Monday, May. 29, 1995

UNDER ARREST -- FINALLY

By EDWARD W. DESMOND/TOKYO

When they finally found Shoko Asahara, the leader of the Aum Shinrikyo cult, he was hiding in the dark, lying alone in a space not much bigger than a coffin. For four hours police had searched the unlighted interior of Satian No. 6 (satian is Sanskrit for "supreme truth"), a warehouse in an Aum compound near Mount Fuji. Then an investigator tapped on a wall and found a hollow spot. Police cut in with an electric saw and discovered a bearded man in a deep pink pajama suit lying in a compartment about 10 ft. long and 3 ft. high. With him were a cassette player, some medicine and a bag containing $106,000 in cash. Followers had apparently sealed Asahara into the hiding place a day or so earlier when it became clear his arrest was imminent.

"Are you Shoko Asahara?" asked the police. "Yes, I am," Asahara replied. "What are you doing here?" they inquired. "I've been here for two days meditating and recuperating," he said. When police started to climb in to remove him, he warned them off. "I'll come out myself. No one, not even my followers, is allowed to touch me."

The police hustled Asahara into a van while hundreds of photographers and reporters looked on. The press had been camped out in front of the compound for hours. The van sped in a small convoy on the highway back to Tokyo with news helicopters in pursuit. During the drive, officials informed Asahara that he was under arrest in connection with the murder of 12 people killed in the sarin attack on the Tokyo subway on March 20. Asahara responded, "Could a blind man like me possibly do such a thing?"

The arrest brought the first spell of relief from the fear that had gripped Japan for two months. The nation had been holding its breath, worried that another horror would occur before police built their case against Aum. On May 5 a cleaning woman in Tokyo's sprawling Shinjuku station found a hydrogen-cyanide gas bomb before it went off. The device had been placed near a ventilation duct that would have spread the gas quickly. It was potent enough to have killed 10,000 people.

For two months police swept through the extensive offices, factories and businesses of Aum in search of evidence and arrested dozens of lower-ranking members on a variety of minor charges. They discovered that Aum had as many as 30,000 members in Russia, where the group bought chemical-weapons detection gear, and owned a ranch in Australia, where the sarin gas was tested on sheep.
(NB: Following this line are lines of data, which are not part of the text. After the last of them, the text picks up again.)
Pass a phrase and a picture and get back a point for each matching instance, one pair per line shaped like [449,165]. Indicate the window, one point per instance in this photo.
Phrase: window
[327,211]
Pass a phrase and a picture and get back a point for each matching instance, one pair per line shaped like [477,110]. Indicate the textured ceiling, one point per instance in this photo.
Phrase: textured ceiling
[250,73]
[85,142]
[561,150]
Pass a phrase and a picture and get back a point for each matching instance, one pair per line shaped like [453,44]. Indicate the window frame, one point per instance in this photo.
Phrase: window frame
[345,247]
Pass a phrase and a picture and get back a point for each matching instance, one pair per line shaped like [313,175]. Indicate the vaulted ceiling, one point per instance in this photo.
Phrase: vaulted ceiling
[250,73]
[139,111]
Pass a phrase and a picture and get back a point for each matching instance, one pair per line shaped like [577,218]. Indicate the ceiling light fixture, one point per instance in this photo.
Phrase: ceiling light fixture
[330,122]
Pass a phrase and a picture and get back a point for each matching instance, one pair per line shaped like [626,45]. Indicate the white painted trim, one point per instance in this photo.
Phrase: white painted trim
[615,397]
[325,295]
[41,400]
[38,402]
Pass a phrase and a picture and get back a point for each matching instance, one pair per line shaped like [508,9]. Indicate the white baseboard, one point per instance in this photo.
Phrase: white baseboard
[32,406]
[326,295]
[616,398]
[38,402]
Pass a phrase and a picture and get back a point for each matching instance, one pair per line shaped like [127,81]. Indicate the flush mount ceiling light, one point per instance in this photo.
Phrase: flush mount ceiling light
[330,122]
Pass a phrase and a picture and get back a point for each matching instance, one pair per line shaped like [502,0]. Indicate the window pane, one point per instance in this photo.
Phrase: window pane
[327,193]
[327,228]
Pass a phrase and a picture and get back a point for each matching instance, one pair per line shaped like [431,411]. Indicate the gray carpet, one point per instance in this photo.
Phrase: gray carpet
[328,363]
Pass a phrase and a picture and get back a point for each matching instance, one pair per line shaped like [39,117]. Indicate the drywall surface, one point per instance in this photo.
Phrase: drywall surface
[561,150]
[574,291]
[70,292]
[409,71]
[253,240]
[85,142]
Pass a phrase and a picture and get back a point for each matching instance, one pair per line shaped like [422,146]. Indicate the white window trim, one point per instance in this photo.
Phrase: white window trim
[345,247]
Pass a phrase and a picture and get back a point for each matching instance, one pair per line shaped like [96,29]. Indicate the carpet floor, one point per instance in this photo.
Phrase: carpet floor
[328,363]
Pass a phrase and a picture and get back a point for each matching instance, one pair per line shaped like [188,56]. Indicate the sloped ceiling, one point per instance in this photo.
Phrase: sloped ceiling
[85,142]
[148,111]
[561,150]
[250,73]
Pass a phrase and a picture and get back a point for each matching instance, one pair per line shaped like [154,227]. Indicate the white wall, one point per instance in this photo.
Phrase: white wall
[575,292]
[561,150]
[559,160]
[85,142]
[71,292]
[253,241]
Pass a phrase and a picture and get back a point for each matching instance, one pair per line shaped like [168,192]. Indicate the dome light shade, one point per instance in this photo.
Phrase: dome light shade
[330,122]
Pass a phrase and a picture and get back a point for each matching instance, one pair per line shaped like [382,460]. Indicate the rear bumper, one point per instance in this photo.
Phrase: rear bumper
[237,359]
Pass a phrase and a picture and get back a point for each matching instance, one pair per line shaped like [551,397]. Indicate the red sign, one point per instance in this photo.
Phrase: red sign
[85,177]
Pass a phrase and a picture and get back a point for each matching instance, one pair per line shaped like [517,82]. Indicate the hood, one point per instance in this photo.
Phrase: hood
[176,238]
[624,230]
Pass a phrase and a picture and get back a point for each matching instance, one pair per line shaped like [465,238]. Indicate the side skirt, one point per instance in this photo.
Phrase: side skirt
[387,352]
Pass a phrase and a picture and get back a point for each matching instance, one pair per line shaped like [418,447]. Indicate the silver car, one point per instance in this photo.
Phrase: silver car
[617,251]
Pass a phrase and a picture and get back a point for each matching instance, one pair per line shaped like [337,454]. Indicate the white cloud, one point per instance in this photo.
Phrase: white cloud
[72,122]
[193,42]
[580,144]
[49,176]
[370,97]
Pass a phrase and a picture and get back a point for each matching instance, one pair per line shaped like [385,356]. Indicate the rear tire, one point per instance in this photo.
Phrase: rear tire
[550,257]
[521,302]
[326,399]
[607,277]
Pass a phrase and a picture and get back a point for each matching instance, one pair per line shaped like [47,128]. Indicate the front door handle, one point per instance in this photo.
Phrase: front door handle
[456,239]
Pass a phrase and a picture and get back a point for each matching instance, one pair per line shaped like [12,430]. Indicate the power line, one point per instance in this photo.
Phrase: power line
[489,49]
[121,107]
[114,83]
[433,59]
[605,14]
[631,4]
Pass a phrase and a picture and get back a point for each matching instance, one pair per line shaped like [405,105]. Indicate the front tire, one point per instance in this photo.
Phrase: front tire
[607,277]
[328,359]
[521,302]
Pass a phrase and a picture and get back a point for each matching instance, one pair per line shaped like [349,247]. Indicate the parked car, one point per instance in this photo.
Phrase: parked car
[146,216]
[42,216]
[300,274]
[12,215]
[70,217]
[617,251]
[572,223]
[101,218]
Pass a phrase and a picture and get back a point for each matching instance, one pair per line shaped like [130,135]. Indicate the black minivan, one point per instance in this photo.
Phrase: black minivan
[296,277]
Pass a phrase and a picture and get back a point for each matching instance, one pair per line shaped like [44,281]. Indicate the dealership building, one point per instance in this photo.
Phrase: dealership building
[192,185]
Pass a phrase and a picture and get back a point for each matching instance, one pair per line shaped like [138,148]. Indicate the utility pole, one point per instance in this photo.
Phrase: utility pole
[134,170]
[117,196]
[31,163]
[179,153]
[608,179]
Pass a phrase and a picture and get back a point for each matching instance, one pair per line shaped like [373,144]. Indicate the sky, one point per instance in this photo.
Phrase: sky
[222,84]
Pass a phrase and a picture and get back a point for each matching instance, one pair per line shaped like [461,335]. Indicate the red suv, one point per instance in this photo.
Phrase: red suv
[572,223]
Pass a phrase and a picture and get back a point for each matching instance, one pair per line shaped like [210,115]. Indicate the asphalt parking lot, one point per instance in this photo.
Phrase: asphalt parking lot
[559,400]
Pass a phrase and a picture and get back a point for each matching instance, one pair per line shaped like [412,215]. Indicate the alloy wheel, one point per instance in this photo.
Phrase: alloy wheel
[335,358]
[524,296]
For fear of being seen to be treading on religious freedom, Japanese police were reluctant to question key Aum figures until they had clinching evidence of their guilt. However, after Hideo Murai, a top Aum science official, was murdered on April 23, possibly to silence him, authorities decided to take in other key leaders linked to sarin production.

The big break came after the arrest on April 26 of Masami Tsuchiya, 30, a doctoral student in organic chemistry who police said led the effort to make sarin. Charged initially with the minor crime of helping other Aum members evade arrest, he was extensively questioned about the sarin attack. In consultation with a psychologist, police found they were able to break Tsuchiya quickly, despite his reputation as a hard-core Aum member. Shoko Egawa, an expert on the cult, offered an explanation: "The best-educated members were really prized by Asahara and did not go through the same indoctrination that the others did. Once someone as honest and serious as Tsuchiya was out from under Asahara's control, it was easy to get him to confess."

According to press reports based on police leaks, Tsuchiya admitted he had concocted sarin just before the subway attack. He added that while only 10 liters were used in the Tokyo attack, he had made "several tens of liters" of sarin in a secret laboratory behind Satian No. 7, the huge Aum-owned factory compound also near Mount Fuji that had been the object of police searches in March. He destroyed the rest of the sarin, he claims, to remove evidence.

It was Dr. Ikuo Hayashi, 48, Aum's chief medical official, who implicated Asahara. Hayashi, who was arrested for illegally confining an Aum member at one of the rural compounds, reportedly confessed he was among the 10 Aum operatives who had placed sarin on the trains. The order, he said, came specifically from Asahara. The third big catch was Yoshihiro Inoue, 25, who is suspected of organizing the attack. Police caught him in western Tokyo last week and discovered bombmaking explosives in his car, and maps and timetables for the city's subway system at his hideout.

The Aum investigation is far from closed, and many questions remain unanswered. Foremost is why Asahara allegedly ordered the attack. Police are also eager to know if Aum was behind last month's attempted assassination of Tokyo police chief Takaji Kunimatsu and the disappearance in 1989 of a lawyer who was investigating Aum, along with his wife and infant son. Asahara continues to insist he is innocent. Makoto Endo, a lawyer who has visited him in jail and who represents another arrested cult member, says Asahara is distraught because no attorney wants to take his case. When Endo refused because he didn't feel Asahara was "150% innocent," the man who claims to be a living Buddha asked, "What am I going to do without a lawyer?"